The content of foreign law can be proven through official documents of the country in question as, for instance, the text of the law itself or judicial decisions. Legal writing and the opinion of people versed in the matter, national or foreign, can also be used. The court shall use its discretion to appreciate the evidence and may take into account internet publications, particularly those of official sites.

Section 8.-   Proof of national law in foreign lawsuits. At the request of nationals who are parties in foreign lawsuits, the Attorney General’s Office and/or Consulates in the country where the lawsuit is taking place, may issue opinions explaining specific points of national law.  

Section 9.-   Plurality of parties. If there were a great number of plaintiffs or defendants, the court may consolidate the actions using its discretion to implement practical measures for the case to move quickly, within the limits of due process. Evidence that is common to the parties may be produced only once to avoid unnecessary repetitions.  

Section 10.-   Strict liability. Any person, whether a national of or domiciled, resident or incorporated in a foreign country, or otherwise carrying on business abroad, who manufactures, produces, distributes or otherwise puts any product or substance into the country’s stream of commerce shall be strictly liable for any and all injury, damage or loss, caused as a result of the normal use or consumption of that product or substance. 

Section 11.-   Protection of the environment. Without prejudice to other sanctions imposed by law, any violation of environmental laws generates an action for damages by the State and/or by individuals, for  injury caused to the environment and to natural resources. 

The perpetrator is obligated to replace or re-instate the affected things and objects to their natural state. 

Section 12.- Human rights. Whenever pertinent, human rights established as such by international treaties signed by the country, as well as by national legislation, must be taken into account by the court for their effective application, in a prudent and equitable way. 

Section 13.-   Forum non conveniens. Due to constitutional reasons, and because of pre-emptive jurisdiction, a lawsuit filed in the country in pursuance of a forum non conveniens decision does not generate jurisdicition. Such cases shall be dismissed sua sponte for lack of jurisdiction.  

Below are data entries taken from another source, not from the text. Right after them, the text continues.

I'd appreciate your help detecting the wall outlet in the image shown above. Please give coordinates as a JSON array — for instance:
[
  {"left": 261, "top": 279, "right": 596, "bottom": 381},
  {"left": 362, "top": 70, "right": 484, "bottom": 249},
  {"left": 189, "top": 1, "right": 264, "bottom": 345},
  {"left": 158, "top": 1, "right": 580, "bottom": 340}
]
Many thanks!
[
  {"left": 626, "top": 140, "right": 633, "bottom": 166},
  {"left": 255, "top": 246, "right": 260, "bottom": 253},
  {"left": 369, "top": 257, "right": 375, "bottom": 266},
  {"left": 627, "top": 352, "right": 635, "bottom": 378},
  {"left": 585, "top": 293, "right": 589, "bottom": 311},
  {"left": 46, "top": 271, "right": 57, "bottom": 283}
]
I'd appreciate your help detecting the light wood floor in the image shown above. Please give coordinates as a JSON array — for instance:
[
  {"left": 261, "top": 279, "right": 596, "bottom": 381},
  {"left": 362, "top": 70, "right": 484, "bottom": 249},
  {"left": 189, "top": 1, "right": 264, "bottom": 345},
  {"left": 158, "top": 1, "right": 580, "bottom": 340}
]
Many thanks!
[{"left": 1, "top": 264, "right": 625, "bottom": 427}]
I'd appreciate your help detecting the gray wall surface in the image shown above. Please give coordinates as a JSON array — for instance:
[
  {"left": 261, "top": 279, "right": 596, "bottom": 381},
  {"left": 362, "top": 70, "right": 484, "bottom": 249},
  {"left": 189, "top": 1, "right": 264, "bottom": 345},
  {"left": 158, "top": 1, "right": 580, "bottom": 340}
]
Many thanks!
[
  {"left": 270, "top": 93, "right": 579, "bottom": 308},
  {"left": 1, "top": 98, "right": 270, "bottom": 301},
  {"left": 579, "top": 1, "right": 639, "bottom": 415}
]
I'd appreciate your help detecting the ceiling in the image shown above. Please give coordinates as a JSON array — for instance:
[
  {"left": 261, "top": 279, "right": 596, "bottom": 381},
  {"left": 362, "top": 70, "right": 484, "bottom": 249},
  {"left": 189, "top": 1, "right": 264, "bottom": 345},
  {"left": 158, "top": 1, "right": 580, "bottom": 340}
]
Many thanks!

Section 14.-   Damages. At the plaintiff’s request in international cases, the court may apply to damages and to the pecuniary sanctions related to such damages, the relevant standards and amounts of the pertinent foreign law. 

Section 15.-   Judgment, additional measures. The Court is hereby empowered to make any order tending to obtain moral satisfaction for victims of illegal conduct and to prevent the recurrence of antisocial acts. Among such measures the court may order the following: that an apology be made by the defendant to the plaintiff; publication of the facts about the defendant’s products in the newspapers, health magazines and journals in the country and abroad; The placing of advertisements and warnings about the defendant’s products; and the publication of the health, environmental, and economic consequences of the wrongful act of the defendant. 

Section 16.-   Appeal. Challenges against the trial court’s decision, interlocutory or not, shall be granted for review purposes only and shall not prevent that while the appeal is being decided, the amounts ordered be deposited into the court’s register. 

Section 17.-  Recognition and enforcement of national judgments abroad.       When the recognition or enforcement of a national judgment is denied abroad because of procedural reasons, the interested party may begin a new lawsuit in the country, based on the same facts, to cure the procedural defect causing an obstacle abroad.  This possibility may be used only once. The evidence presented in the initial case can be used again and the adversary party may offer new counter evidence.  

Section 18. Legal gaps. Topics not addressed by the present act shall be controlled by the rules established in other legal sources subsidiarily applicable. The court shall have the power to apply said subsidiary rules in an equitable way and trying to reach solutions that are practical and effective in the international field.